Rapport 2005-2006

Mot de la rectrice par intérim

photo de Danielle LabergeL’année 2005-2006 a été marquée par de nombreuses réussites qui témoignent de la vitalité intellectuelle de notre Université et de son engagement dans la société. Dans chacune des six facultés ainsi qu’à l’École des sciences de la gestion, des gestes concrets ont été posés pour assurer la qualité des programmes, conduire les étudiantes et étudiants au succès et mobiliser les énergies autour de thématiques de développement innovatrices, par exemple au sein des instituts et par l’établissement de quatre nouvelles Chaires de recherche du Canada et de quatre chaires institutionnelles.

Les succès en recherche attestent aussi de cette vitalité intellectuelle. Ainsi, le taux de succès des chercheurs de l’UQAM au Conseil de recherches en sciences humaines du Canada (CRSH) est de plus de 47% alors que la moyenne canadienne se situe autour de 38%, un écart significatif qui place l’UQAM au 5e rang canadien pour la deuxième année consécutive. Outre la reconnaissance que se méritent plusieurs programmes et les distinctions obtenues par plusieurs professeurs, les nombreux prix remportés par les étudiantes et étudiants témoignent avec éloquence de leur talent, de leur créativité et de leur détermination. Plusieurs diplômés s’illustrent aussi dans les différentes sphères de la société. Ces résultats sont un reflet de la qualité et de la pertinence de leur formation ainsi que de l’appui et du dévouement de leurs professeurs, chargés de cours, tuteurs et maîtres de langues.

L’ouverture de l’UQAM à la société et au monde se manifeste de diverses manières. Au cours de la dernière année, notre Université est devenue la première université nord-américaine à signer la Déclaration de Berlin en faveur du libre accès à la connaissance (open access). Elle compte ainsi parmi les 152 universités qui, à travers le monde, sont prêtes à rendre accessibles librement les résultats de recherche publiés. Désireuse de continuer à inspirer la responsabilité par la mise en application de sa Politique environnementale, l’UQAM s’est engagée dans plusieurs nouvelles actions « vertes » sur son campus. Elle est aussi devenue signataire et participante au Plan stratégique de développement durable de la Ville de Montréal en plus d’adhérer au programme Vélo-boulot de Vélo-Québec.

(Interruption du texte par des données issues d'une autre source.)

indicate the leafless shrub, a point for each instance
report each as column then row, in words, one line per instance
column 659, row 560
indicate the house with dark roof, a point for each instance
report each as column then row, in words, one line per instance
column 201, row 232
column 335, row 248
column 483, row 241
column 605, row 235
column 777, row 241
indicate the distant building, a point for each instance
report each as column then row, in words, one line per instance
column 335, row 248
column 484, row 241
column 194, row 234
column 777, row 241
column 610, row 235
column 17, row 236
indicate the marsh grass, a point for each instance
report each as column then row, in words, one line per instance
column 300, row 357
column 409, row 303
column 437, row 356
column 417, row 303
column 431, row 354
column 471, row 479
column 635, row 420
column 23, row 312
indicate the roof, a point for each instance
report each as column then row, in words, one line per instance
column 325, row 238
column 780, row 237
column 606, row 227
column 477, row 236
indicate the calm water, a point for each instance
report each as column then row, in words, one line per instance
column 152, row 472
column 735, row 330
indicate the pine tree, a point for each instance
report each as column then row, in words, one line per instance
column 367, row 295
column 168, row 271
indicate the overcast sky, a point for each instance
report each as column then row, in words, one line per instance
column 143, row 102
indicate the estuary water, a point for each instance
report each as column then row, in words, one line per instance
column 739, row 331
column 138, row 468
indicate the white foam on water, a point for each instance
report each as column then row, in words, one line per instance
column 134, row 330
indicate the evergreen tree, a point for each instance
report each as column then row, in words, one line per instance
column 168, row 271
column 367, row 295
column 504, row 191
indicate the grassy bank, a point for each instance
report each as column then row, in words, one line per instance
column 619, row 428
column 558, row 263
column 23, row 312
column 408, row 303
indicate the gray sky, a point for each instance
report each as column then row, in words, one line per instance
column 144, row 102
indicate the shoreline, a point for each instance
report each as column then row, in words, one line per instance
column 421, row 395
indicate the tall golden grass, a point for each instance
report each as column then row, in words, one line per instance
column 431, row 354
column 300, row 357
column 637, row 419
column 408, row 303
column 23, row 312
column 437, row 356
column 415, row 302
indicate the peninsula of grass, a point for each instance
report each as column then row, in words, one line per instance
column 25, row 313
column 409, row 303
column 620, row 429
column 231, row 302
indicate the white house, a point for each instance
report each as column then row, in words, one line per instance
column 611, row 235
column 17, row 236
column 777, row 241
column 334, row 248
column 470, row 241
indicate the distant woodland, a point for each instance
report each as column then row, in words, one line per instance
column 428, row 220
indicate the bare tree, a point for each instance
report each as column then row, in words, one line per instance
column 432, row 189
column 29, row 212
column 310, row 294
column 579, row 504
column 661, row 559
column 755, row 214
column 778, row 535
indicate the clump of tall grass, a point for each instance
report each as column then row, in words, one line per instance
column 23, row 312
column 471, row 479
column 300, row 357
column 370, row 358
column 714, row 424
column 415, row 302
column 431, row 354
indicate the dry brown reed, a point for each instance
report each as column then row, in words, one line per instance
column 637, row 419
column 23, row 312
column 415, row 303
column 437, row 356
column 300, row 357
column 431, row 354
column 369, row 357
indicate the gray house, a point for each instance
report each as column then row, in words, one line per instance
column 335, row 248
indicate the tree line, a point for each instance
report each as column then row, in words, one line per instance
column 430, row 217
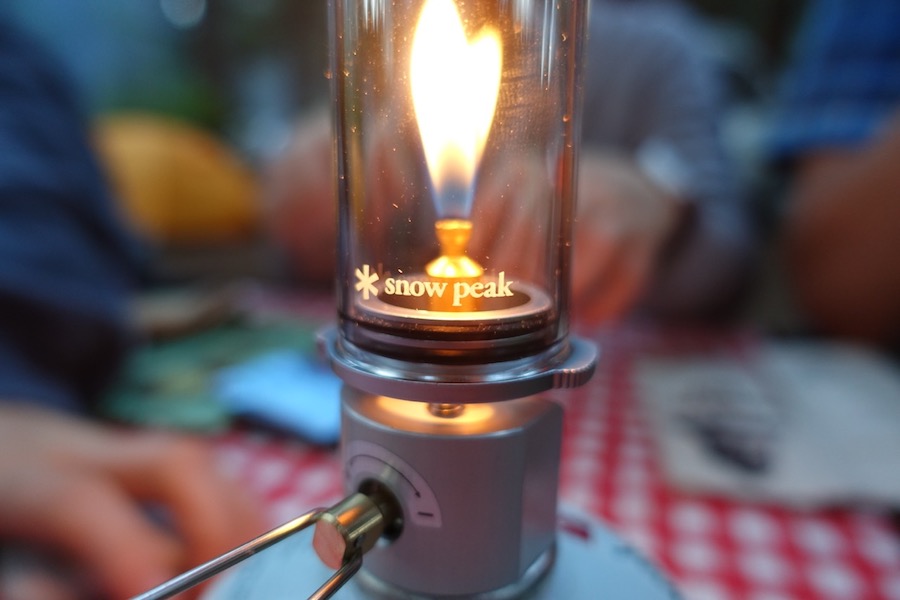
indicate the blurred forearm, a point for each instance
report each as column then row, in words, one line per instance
column 842, row 236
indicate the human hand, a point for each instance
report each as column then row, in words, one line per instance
column 622, row 222
column 300, row 203
column 83, row 489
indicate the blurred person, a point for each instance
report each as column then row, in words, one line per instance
column 121, row 510
column 837, row 137
column 661, row 227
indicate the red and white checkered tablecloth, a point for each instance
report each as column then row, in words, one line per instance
column 712, row 548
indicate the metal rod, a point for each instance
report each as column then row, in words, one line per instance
column 340, row 577
column 189, row 579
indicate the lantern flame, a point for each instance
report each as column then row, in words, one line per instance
column 455, row 84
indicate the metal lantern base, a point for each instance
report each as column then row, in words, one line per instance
column 591, row 562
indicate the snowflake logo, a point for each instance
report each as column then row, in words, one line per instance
column 365, row 282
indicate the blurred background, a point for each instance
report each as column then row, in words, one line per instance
column 220, row 85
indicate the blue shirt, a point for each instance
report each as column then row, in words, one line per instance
column 844, row 81
column 66, row 262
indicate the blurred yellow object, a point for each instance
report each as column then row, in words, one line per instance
column 177, row 183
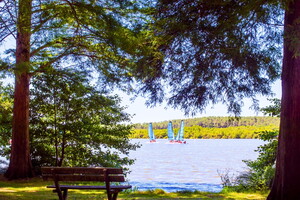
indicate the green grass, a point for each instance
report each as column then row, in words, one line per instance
column 35, row 189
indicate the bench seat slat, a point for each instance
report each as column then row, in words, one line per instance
column 84, row 177
column 92, row 187
column 81, row 170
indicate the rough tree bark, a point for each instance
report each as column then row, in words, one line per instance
column 20, row 163
column 286, row 184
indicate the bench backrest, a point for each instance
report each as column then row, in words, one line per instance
column 101, row 174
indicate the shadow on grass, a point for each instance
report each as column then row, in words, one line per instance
column 35, row 189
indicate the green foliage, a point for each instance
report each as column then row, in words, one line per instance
column 212, row 127
column 273, row 110
column 262, row 170
column 217, row 51
column 72, row 124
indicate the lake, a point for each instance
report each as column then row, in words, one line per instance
column 192, row 166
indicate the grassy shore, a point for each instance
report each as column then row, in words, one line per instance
column 35, row 189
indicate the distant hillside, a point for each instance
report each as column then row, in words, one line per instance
column 212, row 127
column 215, row 122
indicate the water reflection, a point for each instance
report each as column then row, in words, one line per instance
column 191, row 166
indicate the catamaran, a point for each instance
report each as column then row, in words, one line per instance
column 170, row 133
column 151, row 133
column 179, row 137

Toutes ces réalisations et tous ces succès ne peuvent cependant occulter la précarité de la situation financière de notre Université. L’année 2005-2006 se termine avec un déficit de 22,9M$ et sur des perspectives peu réjouissantes. Malgré une première phase de réinvestissement gouvernemental, toutes les universités du Québec font face à la spirale déficitaire et continuent de réclamer des ajustements substantiels à leurs budgets sous peine d’atteintes graves à l’accomplissement de leur mission. À l’UQAM, les prochains mois seront particulièrement cruciaux pour engager le redressement financier rendu nécessaire sous la double pression du sous-financement et des projets immobiliers, actuellement en révision.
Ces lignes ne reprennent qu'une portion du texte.